Dario Durigan, ministro da Fazenda, disse que cerca de 1,2 milhão de pessoas já tinham optado voluntariamente pela autoexclusão. Outras 800 mil aderiram à nova rodada do Desenrola, iniciativa de renegociação de dívidas, e ficam proibidas de apostar online por 6 meses. Há ainda 3 milhões de pessoas inscritas no Bolsa Família ou que recebem o Benefício de Prestação Continuada (BPC).
Operações miram empresa ilegal e outra sob cautelar
O ministro afirmou que duas operações foram deflagradas nesta quarta-feira com apoio da Secretaria de Prêmios e Apostas. Uma atinge uma empresa que atuava de forma ilegal. A outra mira uma companhia que havia obtido autorização do Ministério da Fazenda, mas teve a atuação suspensa por medida cautelar durante um processo de fiscalização.
Segundo Durigan, as ações contam com compartilhamento de informações entre órgãos públicos e autoridades policiais e envolvem investigações sobre lavagem de dinheiro e ocultação de patrimônio. Ele também afirmou: “A gente chega nesse total de mais de 5 milhões de pessoas impedidas, obstaculizadas, excluídas do jogo no Brasil, nesse compromisso de tratar as bets como cigarro, no desincentivo ao jogo no país”.

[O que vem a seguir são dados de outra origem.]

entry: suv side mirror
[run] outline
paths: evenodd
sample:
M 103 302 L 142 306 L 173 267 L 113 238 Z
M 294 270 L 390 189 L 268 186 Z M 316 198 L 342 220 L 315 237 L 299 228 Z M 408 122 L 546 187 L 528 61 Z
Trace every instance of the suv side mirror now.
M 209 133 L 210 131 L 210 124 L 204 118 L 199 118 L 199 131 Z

Fazenda libera mais de 2 mil páginas
O Ministério da Fazenda começou a divulgar os documentos que embasaram os processos de autorização das empresas de apostas que querem operar legalmente no Brasil. Na primeira etapa, foram liberados papéis referentes a 80 das 85 empresas que passaram pelo processo de habilitação na Secretaria de Prêmios e Apostas (SPA).
O material soma mais de 2 mil páginas e reúne pareceres técnicos sobre a habilitação jurídica das empresas, a idoneidade de controladores e administradores, a origem dos recursos e os mecanismos de prevenção à lavagem de dinheiro. Também foram divulgados pareceres sobre o pagamento da outorga e relatórios finais de análise.
De acordo com o material divulgado pelo Ministério da Fazenda, a publicação permite acesso às análises técnicas que sustentaram cada autorização. A liberação será gradual, com novas informações entrando no ar conforme os documentos puderem ser publicados sem expor dados pessoais ou informações protegidas por sigilo. As informações são da Agência Brasil.